We reached gate C5. (There was no security check in 1970.) I stopped at the counter and said I was the person who had called. Our tickets were made out, I handed the attendant my check, and we flew to the sliding glass door that was just being closed. We must have looked as desperate as I felt, because someone opened the door and we ran to the metal steps that were being pulled away from the plane. Again, somehow something convinced someone to let us go up the stairs. But a flight attendant met us at the top and said, "You can't come aboard in bare feet."

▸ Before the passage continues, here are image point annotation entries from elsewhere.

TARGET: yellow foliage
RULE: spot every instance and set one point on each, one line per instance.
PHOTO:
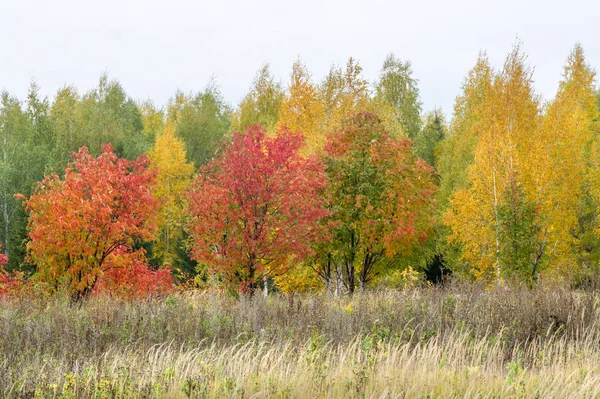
(344, 93)
(174, 175)
(302, 110)
(299, 278)
(507, 117)
(560, 166)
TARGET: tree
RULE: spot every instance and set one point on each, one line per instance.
(457, 150)
(302, 110)
(152, 119)
(254, 209)
(429, 138)
(103, 206)
(107, 115)
(399, 90)
(519, 234)
(19, 168)
(262, 104)
(507, 119)
(381, 197)
(129, 277)
(201, 121)
(568, 131)
(344, 93)
(173, 177)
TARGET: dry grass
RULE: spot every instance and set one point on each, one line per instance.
(453, 342)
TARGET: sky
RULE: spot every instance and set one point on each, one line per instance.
(154, 48)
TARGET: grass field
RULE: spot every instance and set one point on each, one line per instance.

I handed her the note from the doctor, and she called the pilot, who came out and read -- on stationery from Overlake Memorial Hospital -- this note I saved: _________________________________________________
23 August 11:30 A.M.
To United Air Lines --
Miss Becky Thayne has my permission to travel with her mother to Salt Lake City. I expect no untoward effects. RDA [name changed], M.D. _________________________________________________
The pilot waved us on. We barely made it to the front row of first class before Becky was asleep. The flight attendant and I strapped her into her seat belt, and I tried to make her comfortable with a pillow against the window. She slept soundly for just over an hour.
I talked with the understanding attendant about Becky's condition. Together we planned that when we arrived at the Salt Lake airport, she would usher everyone else off the plane first. Then, when Becky got off, she could meet the doctor without a crowd to contend with.
Suddenly, Becky was awake, thumbing through the Sunday paper she had brought, pointing to the picture she thought was of herself, saying, "Mom, all I have to do is send this to Brian, and he'll be able to convert anyone." She asked for a pen to label it and give instructions. I tried to keep her talking about it, about anything, but she spotted the trays going by for lunch and called to the attendant for one -- then another. She ate everything on her tray and mine, then from the extra tray, and asked for more.
We landed. As planned, everyone else got off, the attendant having told Becky they wanted to let her off last since she had been the last to get on.
Becky did not even question why her dad was there waiting with her uncle and a psychiatrist we all knew from our neighborhood. Off the four of them went, headed for the hospital. I was sure Becky would be pleased to get rid of me, her tormentor, who had interrupted all that she could possibly have longed for in a summer in Seattle.